5 Best Gifts for Painters and Artists
Best Gifts for Artists
This art gift guide makes choosing art easy! Artists always need materials and love to receive those special gifts with a touch of luxury that they won't splash out on for themselves—a really beautiful sketchbook, a functional easel or a nice, clean set of top quality soft pastels. The only problem is that art supplies can be confusing. Which artists materials should you choose?
This art gift guide makes it easy. I'm a professional artist and art teacher running art classes in Southwest France and I've spent a little time searching on the Internet to select art materials that would suit both amateur and professional artists.
For a beginner, there will be a confounding range of art materials. For an artist that already has a collection, go for quality rather than quantity, or make an addition to their existing range. If your artist works in pastels, perhaps a set of pastel pencils would be the ideal gift?
I have made an initial selection below, which is far from exhaustive but would at least provide you with a bit of information and a few ideas.
A sketchbook is a constant companion, something to have always ready to catch that special moment or to fill in the odd few minutes. These books will be filled and then kept and treasured over the decades, an account of a life in pictures and drawings, so it makes sense to buy a really good quality book, with a hard back and good paper properly bound into the cover.
To go with this, try buying Conté crayons and charcoal pencils.
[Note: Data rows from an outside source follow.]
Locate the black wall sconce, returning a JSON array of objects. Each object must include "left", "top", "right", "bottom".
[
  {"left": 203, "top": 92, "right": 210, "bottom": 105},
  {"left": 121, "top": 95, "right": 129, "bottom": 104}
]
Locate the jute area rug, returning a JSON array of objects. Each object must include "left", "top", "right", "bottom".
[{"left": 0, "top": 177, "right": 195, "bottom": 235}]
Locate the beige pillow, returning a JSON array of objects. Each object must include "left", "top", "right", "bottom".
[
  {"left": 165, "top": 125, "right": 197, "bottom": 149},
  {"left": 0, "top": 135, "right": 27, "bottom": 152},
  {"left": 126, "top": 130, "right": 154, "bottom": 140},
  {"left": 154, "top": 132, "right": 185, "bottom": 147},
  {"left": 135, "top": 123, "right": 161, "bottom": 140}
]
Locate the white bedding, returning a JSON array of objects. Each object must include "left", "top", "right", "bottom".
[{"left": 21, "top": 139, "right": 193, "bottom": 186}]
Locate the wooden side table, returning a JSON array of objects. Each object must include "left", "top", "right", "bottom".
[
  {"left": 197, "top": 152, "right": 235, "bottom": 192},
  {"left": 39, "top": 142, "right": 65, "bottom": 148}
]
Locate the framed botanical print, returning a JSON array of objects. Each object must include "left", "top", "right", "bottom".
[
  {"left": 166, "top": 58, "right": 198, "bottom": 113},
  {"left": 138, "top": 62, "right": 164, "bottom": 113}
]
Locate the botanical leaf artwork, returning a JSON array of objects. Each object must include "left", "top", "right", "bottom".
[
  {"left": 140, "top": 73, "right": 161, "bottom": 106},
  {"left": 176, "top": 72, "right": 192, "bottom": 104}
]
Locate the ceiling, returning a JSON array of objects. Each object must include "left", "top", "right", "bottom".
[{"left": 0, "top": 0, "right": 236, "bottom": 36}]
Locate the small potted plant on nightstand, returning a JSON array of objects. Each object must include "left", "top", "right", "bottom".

My first easel was a strong, functional professional artist's easel bought second hand when I was in my teens. Now, many years later it is still as useful and functional as ever. This sort of easel would be my first choice. After that, it's always useful to have a desk easel and a travel easel.
To go with this, try buying drawing boards, clips for paper, and a set of drawing pencils. Buy your DIY creative partner a stretch-your-own canvas kit or, if you are the handy one, why not make a set of canvases to go with the easel?
3. A Box of Soft Pastels
Every artist who uses pastels knows how nice good quality ones are and would appreciate a selection of beautiful soft pastels in their favourite colours. I love high-quality pastels and soft pastels use more pigment and less binder so that your colours are better. They are also easily blended so that complex colours and textures can be built up. Their only down-side is that they remain dusty and need fixative to prevent smudging after the work has been finished. If you need to economise, buy fewer, but better quality pastels.
You might also consider buying pastel pencils. These are essentially pastels encased in wood and so they are handy and clean to use and are easy for sketching and working outdoors. Finer details can also be achieved with pencils and so they are an ideal mate for the sticks.
Other things a pastellist might love to receive is a pad of pastel paper in white or in assorted colours or, less romantic but no less useful, a spray tin of fixative so that the pastel doesn't rub off.
4. Watercolour Paints
Watercolours are excellent because they are clean, compact and portable so that they can be used on the kitchen table or outside with little fuss.
Paints can be bought in tubes or little blocks, as a set in a handy tin or box or individually. Like pastel, always go for the best because the best quality paints will give clearer and more vibrant colours and purer colours when mixed together. Nobody wants to mix blue and red to produce sludge brown instead of royal purple!
Colours are individually priced as some are more expensive to produce than others. Like pastels, always go for quality, not quantity. An artist can begin with just three good colours, red, yellow and blue and then build up a personal palette of colour, so a small box of carefully selected good quality paints is preferable to a huge array of poor ones.
You can also buy watercolour pencils. These are excellent for working outdoors and for introducing a drawing element to the work. Brushes and watercolour paper pads would complete a gift set.
For those who already have watercolors, why not have a look at acrylic and oil paints?
5. Choose a Good Book
Good textbooks are a great source of information and inspiration for the artist. Information on techniques, materials and examples of good work are essential. If you have access to good books and can get out and see good work in art galleries to back this up, you will be able to improve your own work by example.
I have selected a few 'How To' books, but I would always add books with good illustrations of the work of the great masters and perhaps some overviews of the development of art over the ages.
So Many Choices
I hope that this has provided just a few ideas now of what is available for your painting friends and family. Whether your gift is a few pencils or a holiday that will give you skills that you can enjoy over a lifetime it is sure to be appreciated and give much pleasure. Just take a look at this well-used little box of watercolour paints and you'll see how even a small gift can go a long way. (This belongs to one of my English painting course students and has 'gone' all the way to France and back.)